Gar Alperovitz: Ownership in community

“If you don’t like capitalism and you don’t like socialism… what do you want?” asked Gar Alperovitz and Steve Dubb in a 2012 article (pdf), published by the Democracy Collaborative at the University of Maryland.

This search for models of social-economic organization that better “build democracy, community and equity” is at the heart of Alperovitz’s forthcoming book, What Then Must We Do?: Straight Talk About the Next American Revolution.

From a February 2013 interview at Solidarity Hall:

In smaller companies, we know that worker ownership is a useful device. Indeed, we are strong supporters of worker coops and worker-owned companies in general. In large firms, worker ownership in some industries might produce different equity results. That is, the larger community has a stake in the impact of their operations. And we’ve been interested in how you can blend these different interests most successfully.

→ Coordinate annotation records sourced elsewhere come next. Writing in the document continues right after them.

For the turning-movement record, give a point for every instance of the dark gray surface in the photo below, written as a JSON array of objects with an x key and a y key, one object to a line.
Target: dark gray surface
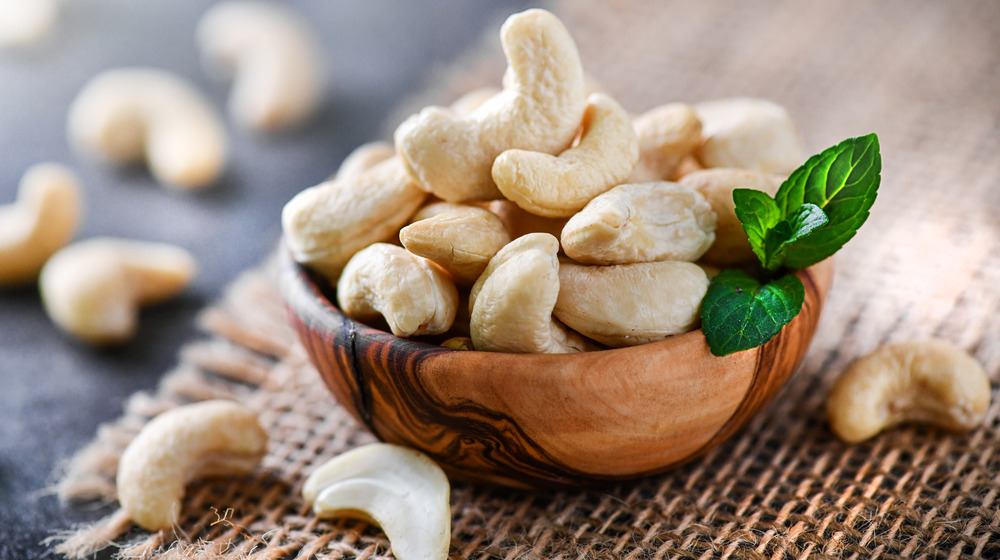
[{"x": 56, "y": 392}]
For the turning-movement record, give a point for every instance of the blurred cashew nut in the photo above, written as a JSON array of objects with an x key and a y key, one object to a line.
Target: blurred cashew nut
[
  {"x": 42, "y": 220},
  {"x": 93, "y": 289},
  {"x": 130, "y": 115},
  {"x": 210, "y": 438},
  {"x": 273, "y": 57}
]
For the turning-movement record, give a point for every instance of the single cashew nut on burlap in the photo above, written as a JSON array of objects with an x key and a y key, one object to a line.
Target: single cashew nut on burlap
[
  {"x": 273, "y": 57},
  {"x": 560, "y": 186},
  {"x": 731, "y": 246},
  {"x": 93, "y": 289},
  {"x": 130, "y": 115},
  {"x": 512, "y": 301},
  {"x": 641, "y": 222},
  {"x": 325, "y": 225},
  {"x": 401, "y": 490},
  {"x": 42, "y": 220},
  {"x": 539, "y": 109},
  {"x": 631, "y": 304},
  {"x": 748, "y": 133},
  {"x": 924, "y": 381},
  {"x": 413, "y": 295},
  {"x": 461, "y": 239},
  {"x": 210, "y": 438},
  {"x": 667, "y": 135}
]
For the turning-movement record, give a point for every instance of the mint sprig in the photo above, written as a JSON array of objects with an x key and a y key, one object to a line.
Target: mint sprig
[{"x": 815, "y": 212}]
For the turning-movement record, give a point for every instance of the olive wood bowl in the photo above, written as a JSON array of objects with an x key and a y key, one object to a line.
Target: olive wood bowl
[{"x": 546, "y": 420}]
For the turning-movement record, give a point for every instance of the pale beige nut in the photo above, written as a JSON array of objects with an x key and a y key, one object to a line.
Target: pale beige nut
[
  {"x": 731, "y": 246},
  {"x": 631, "y": 304},
  {"x": 401, "y": 490},
  {"x": 924, "y": 381},
  {"x": 93, "y": 289},
  {"x": 43, "y": 219},
  {"x": 325, "y": 225},
  {"x": 126, "y": 116},
  {"x": 512, "y": 301},
  {"x": 539, "y": 109},
  {"x": 560, "y": 186},
  {"x": 210, "y": 438},
  {"x": 748, "y": 133},
  {"x": 668, "y": 134},
  {"x": 641, "y": 222},
  {"x": 461, "y": 239},
  {"x": 273, "y": 57},
  {"x": 413, "y": 295}
]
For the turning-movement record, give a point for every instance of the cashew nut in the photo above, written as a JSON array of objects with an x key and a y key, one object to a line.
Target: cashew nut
[
  {"x": 731, "y": 246},
  {"x": 512, "y": 301},
  {"x": 631, "y": 304},
  {"x": 210, "y": 438},
  {"x": 560, "y": 186},
  {"x": 126, "y": 115},
  {"x": 667, "y": 135},
  {"x": 273, "y": 56},
  {"x": 748, "y": 133},
  {"x": 641, "y": 222},
  {"x": 413, "y": 295},
  {"x": 93, "y": 289},
  {"x": 539, "y": 109},
  {"x": 325, "y": 225},
  {"x": 42, "y": 221},
  {"x": 403, "y": 491},
  {"x": 925, "y": 381},
  {"x": 462, "y": 239}
]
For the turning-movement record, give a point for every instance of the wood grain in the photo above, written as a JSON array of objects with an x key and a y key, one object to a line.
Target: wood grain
[{"x": 547, "y": 420}]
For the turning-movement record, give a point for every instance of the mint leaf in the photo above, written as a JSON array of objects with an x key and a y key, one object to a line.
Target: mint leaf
[{"x": 739, "y": 312}]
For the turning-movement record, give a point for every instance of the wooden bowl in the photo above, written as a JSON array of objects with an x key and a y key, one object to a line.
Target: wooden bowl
[{"x": 547, "y": 420}]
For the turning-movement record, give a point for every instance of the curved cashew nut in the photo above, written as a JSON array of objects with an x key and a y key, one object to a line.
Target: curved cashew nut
[
  {"x": 403, "y": 491},
  {"x": 512, "y": 301},
  {"x": 561, "y": 186},
  {"x": 539, "y": 109},
  {"x": 209, "y": 438},
  {"x": 412, "y": 294},
  {"x": 461, "y": 239},
  {"x": 631, "y": 304},
  {"x": 42, "y": 221},
  {"x": 926, "y": 381},
  {"x": 748, "y": 133},
  {"x": 641, "y": 222},
  {"x": 325, "y": 225},
  {"x": 128, "y": 115},
  {"x": 274, "y": 58},
  {"x": 93, "y": 289}
]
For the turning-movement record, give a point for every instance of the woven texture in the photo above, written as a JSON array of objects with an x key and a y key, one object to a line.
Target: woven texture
[{"x": 924, "y": 76}]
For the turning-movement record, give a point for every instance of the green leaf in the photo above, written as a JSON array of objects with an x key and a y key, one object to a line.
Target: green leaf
[{"x": 739, "y": 313}]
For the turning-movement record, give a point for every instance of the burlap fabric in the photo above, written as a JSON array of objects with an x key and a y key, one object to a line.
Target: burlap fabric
[{"x": 924, "y": 76}]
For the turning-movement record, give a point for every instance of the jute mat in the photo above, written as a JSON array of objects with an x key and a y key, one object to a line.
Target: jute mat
[{"x": 926, "y": 77}]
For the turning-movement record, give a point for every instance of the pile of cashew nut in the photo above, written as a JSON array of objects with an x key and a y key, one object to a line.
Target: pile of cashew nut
[{"x": 541, "y": 217}]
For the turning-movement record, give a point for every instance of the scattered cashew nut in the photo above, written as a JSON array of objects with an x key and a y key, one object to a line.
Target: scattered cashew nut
[
  {"x": 641, "y": 222},
  {"x": 128, "y": 115},
  {"x": 512, "y": 301},
  {"x": 93, "y": 289},
  {"x": 274, "y": 57},
  {"x": 560, "y": 186},
  {"x": 925, "y": 381},
  {"x": 539, "y": 109},
  {"x": 42, "y": 220},
  {"x": 210, "y": 438},
  {"x": 403, "y": 491},
  {"x": 413, "y": 295}
]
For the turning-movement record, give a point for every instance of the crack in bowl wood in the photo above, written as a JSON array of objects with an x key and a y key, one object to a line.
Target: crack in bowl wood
[{"x": 547, "y": 420}]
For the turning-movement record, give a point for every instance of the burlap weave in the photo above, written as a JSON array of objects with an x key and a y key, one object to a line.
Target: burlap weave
[{"x": 924, "y": 76}]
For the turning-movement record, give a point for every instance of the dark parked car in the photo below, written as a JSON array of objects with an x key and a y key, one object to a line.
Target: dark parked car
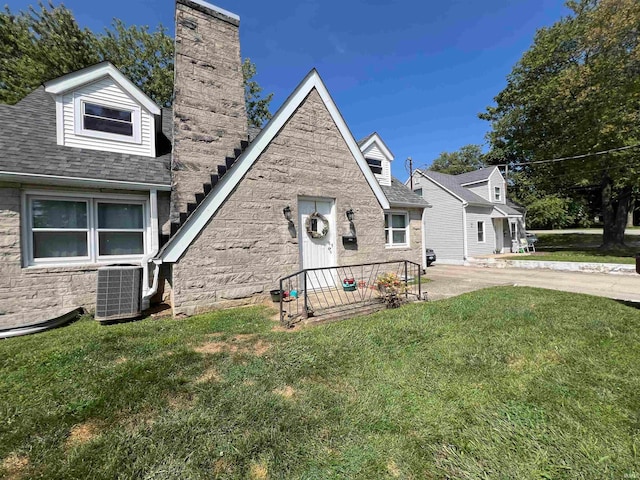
[{"x": 431, "y": 256}]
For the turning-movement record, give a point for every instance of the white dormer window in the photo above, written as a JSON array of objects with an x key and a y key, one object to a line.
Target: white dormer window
[
  {"x": 106, "y": 121},
  {"x": 375, "y": 165}
]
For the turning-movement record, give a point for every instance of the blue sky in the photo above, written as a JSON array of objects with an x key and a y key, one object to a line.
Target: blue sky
[{"x": 417, "y": 72}]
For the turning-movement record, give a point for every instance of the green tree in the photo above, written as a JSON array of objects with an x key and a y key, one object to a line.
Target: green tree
[
  {"x": 37, "y": 45},
  {"x": 577, "y": 90},
  {"x": 144, "y": 57},
  {"x": 467, "y": 159},
  {"x": 257, "y": 108}
]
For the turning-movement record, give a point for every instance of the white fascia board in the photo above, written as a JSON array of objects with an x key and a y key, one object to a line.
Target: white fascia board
[
  {"x": 375, "y": 138},
  {"x": 59, "y": 180},
  {"x": 87, "y": 75},
  {"x": 474, "y": 182},
  {"x": 203, "y": 213},
  {"x": 215, "y": 8},
  {"x": 442, "y": 187}
]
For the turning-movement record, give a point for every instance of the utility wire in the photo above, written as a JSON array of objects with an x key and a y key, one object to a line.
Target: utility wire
[{"x": 574, "y": 157}]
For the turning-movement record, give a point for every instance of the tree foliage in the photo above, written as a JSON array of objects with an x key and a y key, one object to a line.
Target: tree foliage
[
  {"x": 467, "y": 159},
  {"x": 575, "y": 91},
  {"x": 257, "y": 107},
  {"x": 43, "y": 43}
]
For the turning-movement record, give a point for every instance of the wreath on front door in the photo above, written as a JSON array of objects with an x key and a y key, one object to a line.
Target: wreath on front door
[{"x": 312, "y": 225}]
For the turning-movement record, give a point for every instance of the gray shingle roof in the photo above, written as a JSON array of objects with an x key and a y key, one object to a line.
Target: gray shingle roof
[
  {"x": 29, "y": 145},
  {"x": 451, "y": 183},
  {"x": 509, "y": 210},
  {"x": 475, "y": 176},
  {"x": 400, "y": 196}
]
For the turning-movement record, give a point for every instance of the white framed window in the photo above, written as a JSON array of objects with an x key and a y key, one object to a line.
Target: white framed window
[
  {"x": 73, "y": 229},
  {"x": 396, "y": 229},
  {"x": 481, "y": 232},
  {"x": 110, "y": 122}
]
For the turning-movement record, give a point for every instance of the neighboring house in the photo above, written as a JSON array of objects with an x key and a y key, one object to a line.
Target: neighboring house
[
  {"x": 470, "y": 215},
  {"x": 93, "y": 173}
]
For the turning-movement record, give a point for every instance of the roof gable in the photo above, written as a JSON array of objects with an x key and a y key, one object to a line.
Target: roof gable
[
  {"x": 205, "y": 211},
  {"x": 475, "y": 176},
  {"x": 74, "y": 80},
  {"x": 450, "y": 184},
  {"x": 374, "y": 138}
]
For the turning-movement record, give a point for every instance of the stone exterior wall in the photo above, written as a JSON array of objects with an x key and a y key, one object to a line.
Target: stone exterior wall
[
  {"x": 23, "y": 291},
  {"x": 247, "y": 246},
  {"x": 30, "y": 294},
  {"x": 209, "y": 109}
]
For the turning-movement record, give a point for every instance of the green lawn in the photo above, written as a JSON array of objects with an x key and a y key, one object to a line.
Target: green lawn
[
  {"x": 581, "y": 247},
  {"x": 503, "y": 383}
]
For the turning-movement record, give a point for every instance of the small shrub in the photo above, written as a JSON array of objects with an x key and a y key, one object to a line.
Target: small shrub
[{"x": 391, "y": 288}]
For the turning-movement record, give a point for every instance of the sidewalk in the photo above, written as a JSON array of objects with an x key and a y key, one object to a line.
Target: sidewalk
[{"x": 451, "y": 280}]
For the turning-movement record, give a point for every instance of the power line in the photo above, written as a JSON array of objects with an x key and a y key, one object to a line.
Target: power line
[{"x": 574, "y": 157}]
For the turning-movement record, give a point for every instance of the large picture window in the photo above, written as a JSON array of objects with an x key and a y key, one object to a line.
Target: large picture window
[
  {"x": 63, "y": 230},
  {"x": 396, "y": 229}
]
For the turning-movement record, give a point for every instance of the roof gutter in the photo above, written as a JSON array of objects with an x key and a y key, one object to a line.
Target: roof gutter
[{"x": 60, "y": 180}]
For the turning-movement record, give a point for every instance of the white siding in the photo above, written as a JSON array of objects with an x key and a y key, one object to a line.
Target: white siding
[
  {"x": 480, "y": 189},
  {"x": 496, "y": 180},
  {"x": 443, "y": 222},
  {"x": 373, "y": 151},
  {"x": 475, "y": 215},
  {"x": 106, "y": 91}
]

The problem with pure worker ownership of large industries is that the worker/owners are under the same market pressures as any other company. They are therefore as likely to pollute the environment, for example, if they’re under competitive pressures to do so, as the next guys. So that means the worker-owned company’s interests are somewhat different from that of its surrounding community—which includes elderly people, young people, all those who happen to be out of the workforce. After all, half the society at any one time is not part of that worker ownership.

So we think it’s critical, to use economists’ language, to begin to internalize the externalities through structures that reflect the broader community’s interests, rather than putting workers’ interests at odds with them.

From an article last week in Truthout (“The Question of Socialism (and Beyond!) Is About to Open Up in These United States”):

[A] third model that has traditionally had some resonance is to locate primary ownership of significant scale capital in “communities” rather than either the state or specific groups of workers – i.e. in geographic communities and in political structures that are inclusive of all the people in the community. …

Variations on this model include the “municipal socialism” that played so important a role in early 20th century American socialist politics – and is still evident in more than 2,000 municipally owned utilities, a good deal of new municipal land development and many other projects. “Social ecologist” Murray Bookchin gave primary emphasis to a municipal version of the community model in works like Remaking Society: Pathways to a Green Future, and Marxist geographer David Harvey has begun to explore this option as well. (As Harvey emphasizes, any “model” would likely also have to build up higher level supporting structures and could not function successfully were it left to simply float in the free market without some larger supporting system.)

Current suggestive practical developments in this direction include a complex or “mixed” model in Cleveland that involves worker co-ops that are linked together and subordinated to a community-wide, nonprofit structure — and supported by something of a quasi-planning system (directed procurement from hospitals and universities that depend in significant part on public financial support). An earlier model involving joint community and worker ownership was developed by steelworkers in Youngstown, Ohio, in the late 1970s.